Small, high queue depth I/O is where the improvements are definitely
significant, but even then the scheduler seems to help in the j2 case:
4k-randread-q128-j1 | 204739 | 319066 | 55.84%
4k-randwrite-q128-j1 | 137400 | 152081 | 10.68%
4k-read-q128-j1 | 158806 | 345269 | 117.42%
4k-write-q128-j1 | 47576 | 209236 | 339.79%
4k-randread-q128-j2 | 390090 | 577300 | 47.99%
4k-randwrite-q128-j2 | 143373 | 140560 | -1.96%
4k-read-q128-j2 | 399500 | 409857 | 2.59%
4k-write-q128-j2 | 175756 | 159109 | -9.47%
At higher sizes, even high queue depth results have high variability.

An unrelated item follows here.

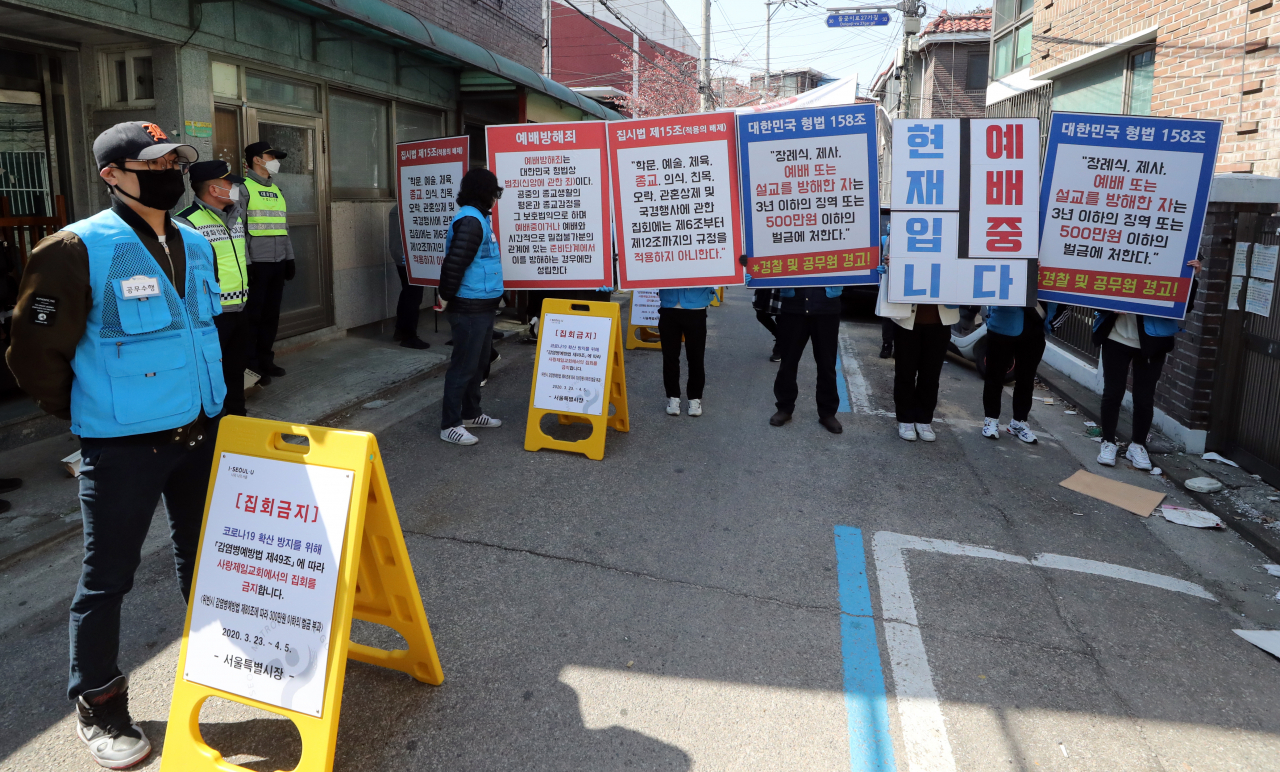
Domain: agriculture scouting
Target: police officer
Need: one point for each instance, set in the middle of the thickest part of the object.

There are clear improvements for sequential reads, but not so much for
everything else:
256k-randread-q128-j1 | 24257 | 22851 | -5.80%
256k-randwrite-q128-j1 | 9353 | 9233 | -1.28%
256k-read-q128-j1 | 18918 | 23710 | 25.33%
256k-write-q128-j1 | 9199 | 9337 | 1.50%
256k-randread-q128-j2 | 21992 | 23437 | 6.57%
256k-randwrite-q128-j2 | 9423 | 9314 | -1.16%
256k-read-q128-j2 | 19360 | 21467 | 10.88%
256k-write-q128-j2 | 9292 | 9293 | 0.01%
I would focus on small I/O with varying queue depths, to understand at
which point the performance starts to improve; queue depth of 128 may
not be representative of common usage, especially high queue depth
*sequential* access which is where the biggest effects are visibie.
Maybe you can look at improvements in the scheduler instead?